Some examples from Tesla’s Code of Conduct and Business Ethics:
- “Tesla aspires to be a ‘do the right thing’ company — in other words, engaging in conduct that your family would be proud of. That higher principle, if followed correctly, pretty much takes care of this whole topic. That said, this Code of Business Conduct and Ethics sets out basic principles that should help anyone working at or for Tesla avoid even the appearance of improper behavior.”
- “Obeying the law, both in letter and in spirit, is the foundation on which this Company’s ethical standards are built. You must respect and obey the laws of the places where we operate.”
- “Anyone who violates this Code or any other applicable standards of his or her position will be subject to disciplinary action, potentially including termination.”
So with what we now know, why did Tesla’s supposedly independent board fail to act against what were obvious acts of unwise and plainly unlawful conduct by Musk? Unfortunately, it appears it was because the board is not truly independent.
The audit committee chair used to work at Arthur Andersen, which was convicted of obstruction of justice in 2002 relating to its shredding of documents from its audit of Enron, though that conviction was later overturned by the Supreme Court.
Another supposedly independent director was the CFO of Solar City, a firm Musk owned before Tesla’s $2.6 billion acquisition, a blatant self-dealing transaction that enriched Musk and some board members. Another board member is Elon’s brother, Kimbal Musk.
It is important to note that part of the reason the board appears to lack independence is the way the company is structured. Musk owns roughly 22 percent of Tesla’s shares.
As we discuss in class, based on Tesla’s supermajority voting rules (which many corporations enact), Musk maintains control over Tesla, including the election of its directors. Tesla’s bylaws require that a supermajority of shareholders approve certain changes, including changes to its board structure.
Last Thursday, the SEC finally struck, seeking to permanently bar Musk from serving as a public company director. In my view, this was the only appropriate remedy for his August “funding secured” tweet.
Just two days after the SEC move, Musk settled the case, agreeing to a three-year ban from serving as chairman of the board of directors. It wasn’t a shocking outcome, although the case resolution was lightning quick.
As part of the settlement, Musk was permitted by the board and the SEC to remain as CEO.
Shareholders deserve better and deterrence must be demonstrated to the market, which this SEC settlement did not fully accomplish.
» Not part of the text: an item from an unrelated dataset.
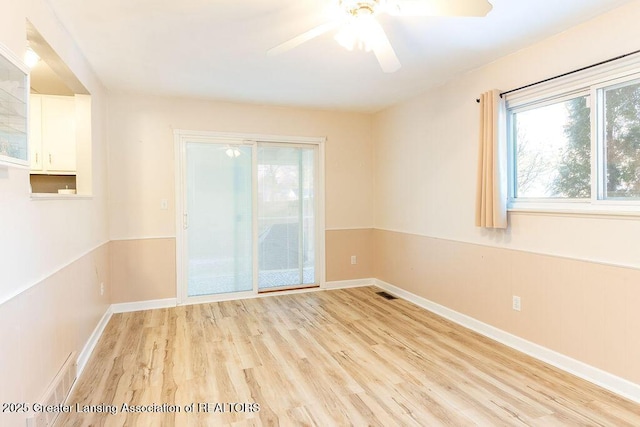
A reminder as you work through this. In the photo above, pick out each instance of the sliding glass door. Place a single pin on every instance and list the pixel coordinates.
(248, 219)
(286, 216)
(219, 219)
Unfortunately, we must now await the Department of Justice’s pending criminal investigation.
Because the board has consistently failed to oversee Musk, the limits of the SOX independence requirements have now been revealed in the glare of bright light.
Congress should act to amend SOX to prevent situations in which sole stakeholders of public companies can control the boards of directors or audit committees.
A simple remedy could allow all shareholders to have an equal vote in selection of audit committee members or, alternatively, to prevent a controlling shareholder from voting in elections intended to oversee that particular shareholder because voting in such an election would conflict the purpose of electing independent directors.
David P. Weber is the former assistant inspector general for investigations at the SEC. He is the academic director of Fraud Management Programs at the University of Maryland’s Robert H. Smith School of Business and a full-time lecturer in Maryland Smith’s Accounting and Information Assurance Department. He owns a Tesla Model 3.